Some of the lowest-yielding Treasury money market mutual funds have been forced to waive some fees at the margin to keep their yields positive over the past month. As the market prepares for another potential rate reduction in the benchmark Federal funds target rate, the rest of the money fund universe is preparing for the possibility of a protracted stay at ultra-low rate levels, ala 2003-2004. However, the rebound in Treasury yields and the far-above-Fed-funds levels in Prime money funds make any serious loss of revenues or any threat of negative yields remote for now. (Our Crane 100 is currently at 2.19% vs. a Fed funds target of 1.5%.)
According to our Money Fund Intelligence Daily, Treasury fund yields continued rising over the past week. They also rose yesterday. Our Crane Treasury Institutional Money Fund Index rose 0.08% yesterday to 0.71% (7-day yield), while the Crane Treasury Individual MF Index rose 0.05% to 0.44% (7-day).

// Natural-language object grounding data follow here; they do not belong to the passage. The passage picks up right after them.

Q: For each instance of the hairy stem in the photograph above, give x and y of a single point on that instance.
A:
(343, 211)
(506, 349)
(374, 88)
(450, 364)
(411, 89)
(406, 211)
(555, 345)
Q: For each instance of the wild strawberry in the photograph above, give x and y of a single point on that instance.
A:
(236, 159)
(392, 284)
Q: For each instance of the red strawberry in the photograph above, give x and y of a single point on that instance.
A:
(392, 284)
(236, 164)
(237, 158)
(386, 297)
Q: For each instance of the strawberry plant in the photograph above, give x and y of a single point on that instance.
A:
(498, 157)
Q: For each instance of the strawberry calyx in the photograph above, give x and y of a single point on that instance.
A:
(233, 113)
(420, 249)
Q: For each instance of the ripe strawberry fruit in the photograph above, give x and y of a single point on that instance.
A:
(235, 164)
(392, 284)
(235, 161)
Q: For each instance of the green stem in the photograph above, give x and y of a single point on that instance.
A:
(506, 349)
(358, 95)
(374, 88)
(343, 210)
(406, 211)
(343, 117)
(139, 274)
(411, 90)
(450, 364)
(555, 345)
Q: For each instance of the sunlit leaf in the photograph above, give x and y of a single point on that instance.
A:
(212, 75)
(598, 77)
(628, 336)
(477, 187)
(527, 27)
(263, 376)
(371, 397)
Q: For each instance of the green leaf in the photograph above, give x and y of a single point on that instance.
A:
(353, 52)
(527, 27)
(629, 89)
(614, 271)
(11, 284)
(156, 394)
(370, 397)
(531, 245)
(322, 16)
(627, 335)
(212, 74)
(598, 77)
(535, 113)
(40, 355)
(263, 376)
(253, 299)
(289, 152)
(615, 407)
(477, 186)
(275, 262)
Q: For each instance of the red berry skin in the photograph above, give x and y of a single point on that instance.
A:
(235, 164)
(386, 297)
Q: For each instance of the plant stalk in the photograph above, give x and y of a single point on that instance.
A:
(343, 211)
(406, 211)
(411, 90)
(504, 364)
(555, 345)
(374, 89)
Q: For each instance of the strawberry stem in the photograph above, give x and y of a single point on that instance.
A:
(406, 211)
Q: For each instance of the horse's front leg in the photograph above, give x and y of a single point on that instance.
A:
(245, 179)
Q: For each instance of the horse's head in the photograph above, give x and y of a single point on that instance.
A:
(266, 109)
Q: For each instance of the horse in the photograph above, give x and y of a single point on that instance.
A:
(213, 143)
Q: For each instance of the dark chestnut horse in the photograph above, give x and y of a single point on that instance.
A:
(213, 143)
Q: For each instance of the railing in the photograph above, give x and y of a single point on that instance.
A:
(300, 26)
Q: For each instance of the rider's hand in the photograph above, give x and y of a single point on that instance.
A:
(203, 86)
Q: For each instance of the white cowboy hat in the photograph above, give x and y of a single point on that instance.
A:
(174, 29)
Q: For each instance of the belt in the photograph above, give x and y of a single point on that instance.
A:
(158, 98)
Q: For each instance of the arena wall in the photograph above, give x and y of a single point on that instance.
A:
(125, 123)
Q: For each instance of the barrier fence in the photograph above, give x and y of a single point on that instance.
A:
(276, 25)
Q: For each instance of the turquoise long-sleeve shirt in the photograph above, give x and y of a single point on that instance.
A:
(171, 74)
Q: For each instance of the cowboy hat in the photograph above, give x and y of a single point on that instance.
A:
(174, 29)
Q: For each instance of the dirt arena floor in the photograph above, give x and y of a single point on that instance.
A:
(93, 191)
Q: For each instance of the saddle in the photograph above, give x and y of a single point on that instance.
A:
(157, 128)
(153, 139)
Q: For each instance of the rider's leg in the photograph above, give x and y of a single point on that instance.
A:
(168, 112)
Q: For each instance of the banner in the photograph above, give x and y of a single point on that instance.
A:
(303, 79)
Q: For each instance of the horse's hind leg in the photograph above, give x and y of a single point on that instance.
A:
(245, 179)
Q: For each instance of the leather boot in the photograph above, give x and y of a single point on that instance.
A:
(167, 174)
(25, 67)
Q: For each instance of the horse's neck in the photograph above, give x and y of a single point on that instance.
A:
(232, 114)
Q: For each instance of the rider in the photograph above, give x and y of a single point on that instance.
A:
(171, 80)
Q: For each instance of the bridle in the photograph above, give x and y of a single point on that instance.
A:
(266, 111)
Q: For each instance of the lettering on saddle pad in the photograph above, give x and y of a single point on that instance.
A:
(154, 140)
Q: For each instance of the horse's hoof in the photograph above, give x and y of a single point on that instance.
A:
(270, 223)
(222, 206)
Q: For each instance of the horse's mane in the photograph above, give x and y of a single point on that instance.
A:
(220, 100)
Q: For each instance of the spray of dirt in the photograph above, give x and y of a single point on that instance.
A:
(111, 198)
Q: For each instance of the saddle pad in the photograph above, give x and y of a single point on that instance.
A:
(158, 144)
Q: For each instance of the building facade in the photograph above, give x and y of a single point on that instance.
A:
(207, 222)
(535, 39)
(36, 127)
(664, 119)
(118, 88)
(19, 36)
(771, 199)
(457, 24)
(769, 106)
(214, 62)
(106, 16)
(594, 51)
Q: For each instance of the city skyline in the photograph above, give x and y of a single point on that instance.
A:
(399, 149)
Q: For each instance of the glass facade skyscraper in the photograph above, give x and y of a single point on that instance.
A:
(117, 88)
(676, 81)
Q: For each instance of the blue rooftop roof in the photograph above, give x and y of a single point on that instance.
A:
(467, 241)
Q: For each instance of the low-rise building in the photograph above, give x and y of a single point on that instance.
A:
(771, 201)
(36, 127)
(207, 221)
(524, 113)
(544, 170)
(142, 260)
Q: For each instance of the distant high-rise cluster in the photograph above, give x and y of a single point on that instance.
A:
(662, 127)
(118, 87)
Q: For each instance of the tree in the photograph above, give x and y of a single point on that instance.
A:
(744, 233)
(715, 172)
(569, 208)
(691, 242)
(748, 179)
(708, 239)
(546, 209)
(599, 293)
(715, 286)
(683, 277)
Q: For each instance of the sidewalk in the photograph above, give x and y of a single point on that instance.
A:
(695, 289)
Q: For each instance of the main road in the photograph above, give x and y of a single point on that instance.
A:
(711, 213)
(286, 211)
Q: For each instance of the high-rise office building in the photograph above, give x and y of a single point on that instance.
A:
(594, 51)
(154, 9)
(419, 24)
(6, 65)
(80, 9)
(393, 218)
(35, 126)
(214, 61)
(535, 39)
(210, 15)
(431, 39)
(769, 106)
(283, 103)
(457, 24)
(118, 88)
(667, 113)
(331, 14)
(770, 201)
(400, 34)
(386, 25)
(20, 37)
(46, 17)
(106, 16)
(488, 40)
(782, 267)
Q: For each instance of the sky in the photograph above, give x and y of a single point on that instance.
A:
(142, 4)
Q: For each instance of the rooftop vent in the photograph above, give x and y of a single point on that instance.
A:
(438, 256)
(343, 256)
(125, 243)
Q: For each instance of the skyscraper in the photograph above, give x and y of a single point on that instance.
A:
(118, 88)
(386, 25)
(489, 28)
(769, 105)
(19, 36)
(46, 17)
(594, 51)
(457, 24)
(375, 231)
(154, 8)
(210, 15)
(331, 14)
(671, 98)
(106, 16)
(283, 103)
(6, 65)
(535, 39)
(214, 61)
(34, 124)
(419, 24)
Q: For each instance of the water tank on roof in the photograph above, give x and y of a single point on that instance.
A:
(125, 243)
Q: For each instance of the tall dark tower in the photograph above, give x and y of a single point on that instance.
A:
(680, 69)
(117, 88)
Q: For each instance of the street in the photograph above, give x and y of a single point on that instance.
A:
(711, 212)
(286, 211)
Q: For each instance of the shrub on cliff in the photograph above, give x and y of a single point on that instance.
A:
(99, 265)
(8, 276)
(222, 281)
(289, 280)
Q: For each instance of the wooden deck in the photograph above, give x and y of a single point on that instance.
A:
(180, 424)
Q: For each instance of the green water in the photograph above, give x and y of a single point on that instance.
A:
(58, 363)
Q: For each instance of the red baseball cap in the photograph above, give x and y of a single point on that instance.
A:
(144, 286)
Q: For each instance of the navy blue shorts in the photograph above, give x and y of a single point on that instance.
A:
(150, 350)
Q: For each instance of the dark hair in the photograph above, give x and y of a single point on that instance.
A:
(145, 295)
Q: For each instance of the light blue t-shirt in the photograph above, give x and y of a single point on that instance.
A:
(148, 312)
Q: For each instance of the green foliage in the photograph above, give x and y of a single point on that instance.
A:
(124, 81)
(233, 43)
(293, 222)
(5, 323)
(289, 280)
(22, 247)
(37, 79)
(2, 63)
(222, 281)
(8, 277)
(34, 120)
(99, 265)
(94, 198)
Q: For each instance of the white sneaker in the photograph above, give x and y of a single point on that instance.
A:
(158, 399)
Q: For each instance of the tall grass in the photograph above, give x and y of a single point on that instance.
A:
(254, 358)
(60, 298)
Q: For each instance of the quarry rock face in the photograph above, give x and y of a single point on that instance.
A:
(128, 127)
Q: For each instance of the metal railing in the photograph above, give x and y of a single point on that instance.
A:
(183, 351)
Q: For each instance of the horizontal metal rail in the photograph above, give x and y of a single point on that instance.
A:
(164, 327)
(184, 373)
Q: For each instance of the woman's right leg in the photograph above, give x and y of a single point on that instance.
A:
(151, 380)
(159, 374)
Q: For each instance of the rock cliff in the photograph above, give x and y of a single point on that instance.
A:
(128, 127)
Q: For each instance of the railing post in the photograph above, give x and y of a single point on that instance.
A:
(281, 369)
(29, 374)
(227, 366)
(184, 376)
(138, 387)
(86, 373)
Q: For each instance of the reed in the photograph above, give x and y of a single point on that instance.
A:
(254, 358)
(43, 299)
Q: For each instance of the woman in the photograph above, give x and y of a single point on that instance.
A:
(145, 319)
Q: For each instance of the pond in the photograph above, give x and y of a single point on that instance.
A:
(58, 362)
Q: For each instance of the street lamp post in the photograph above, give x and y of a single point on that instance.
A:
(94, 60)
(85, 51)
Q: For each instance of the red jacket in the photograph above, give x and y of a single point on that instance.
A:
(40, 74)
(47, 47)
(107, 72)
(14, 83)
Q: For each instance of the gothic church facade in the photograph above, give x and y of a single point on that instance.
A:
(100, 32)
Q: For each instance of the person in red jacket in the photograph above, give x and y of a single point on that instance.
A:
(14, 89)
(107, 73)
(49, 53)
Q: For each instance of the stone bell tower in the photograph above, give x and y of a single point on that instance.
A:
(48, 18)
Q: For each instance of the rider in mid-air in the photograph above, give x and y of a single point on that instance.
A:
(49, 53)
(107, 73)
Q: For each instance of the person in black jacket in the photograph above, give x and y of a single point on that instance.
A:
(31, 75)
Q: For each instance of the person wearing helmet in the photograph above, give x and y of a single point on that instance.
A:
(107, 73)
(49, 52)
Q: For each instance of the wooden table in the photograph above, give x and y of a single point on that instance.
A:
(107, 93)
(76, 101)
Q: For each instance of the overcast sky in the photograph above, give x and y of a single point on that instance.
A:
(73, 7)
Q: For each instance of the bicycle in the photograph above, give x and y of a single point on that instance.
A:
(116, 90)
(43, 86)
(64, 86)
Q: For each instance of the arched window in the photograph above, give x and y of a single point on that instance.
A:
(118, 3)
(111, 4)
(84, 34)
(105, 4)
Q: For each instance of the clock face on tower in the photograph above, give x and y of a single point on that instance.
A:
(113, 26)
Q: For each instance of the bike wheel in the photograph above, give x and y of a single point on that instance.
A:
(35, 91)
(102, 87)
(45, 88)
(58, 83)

On Oct. 17 and 20 our daily Inst Treas Index dropped as low as 0.41% while the Indiv Treas Index touched 0.27%. Though the Treasury yields likely won't follow the Fed lower, the threat of near-zero yields and partial fee waivers remains here.
Our latest monthly Money Fund Intelligence listed 14 Treasury funds, out of 106 Treasury Institutional funds and 105 Treasury Individual (retail) funds, yielding 0.05% or lower, normally a sign of partial fee waivers in place. These included (along with assets and 7-day yields as of Sept. 30): American Perform US Treas Adm ($858, 0.01%); Neuberger Berman ILF Treas Prem ($251, 0.01%); Neuberger Berman ILF Treas Serv ($13, 0.01%); State Street Inst Treasury Plus Inv ($495, 0.03%); Goldman Sachs ILA Trs Obl CM ($220, 0.04%); JPMorgan US Trs Plus MM B ($1, 0.04%); JPMorgan US Trs Plus MM C ($131, 0.04%); JPMorgan US Trs Plus MM Res ($2,200, 0.04%); Evergreen Treasury MMF S ($599, 0.05%); Daily Income Treas ST ($175, 0.05%); Dreyfus General Treasury Prime B ($1,541, 0.05%); Dreyfus Tr&Ag Cash Mgmt Select ($38, 0.05%); Goldman Sachs ILA Trs Obl Ser ($368, 0.05%); and, Highmark 100% USTr MMF Swp ($177, 0.05%).
Among $1 billion-plus funds (tracked by our MFI Daily), just five have yields under 0.20% currently (among 94 Treasury funds). They are (along with assets and 7-day yields as of Oct. 27): Dreyfus General Treasury Prime B ($2,021, 0.05%); Federated Treasury Cash Ser ($2,216, 0.07%); Columbia Treasury Reserves Daily ($2,035, 0.13%); JPMorgan US Trs Plus MM Res ($2,340, 0.14%); and, Fidelity Treasury Daily Mon ($4,340, 0.16%).
Money funds will be watching the possibility of negative yields closely, of course, and many have filed prospectus amendments recently to expand their flexibility to voluntarily reimburse or waive fees. (See Strategic Insight's latest Simfund Filing weekly for more; they cite Hartford Money Market, Fidelity Prime, Tax-Exempt and Advisor as some that have amended.) But as we saw in 2003-2004, the vast majority of money fund assets have expense ratios that are under 1%, so a Fed funds target of 1% -- and gross money market yields of 1% -- are not a serious threat to money fund revenues.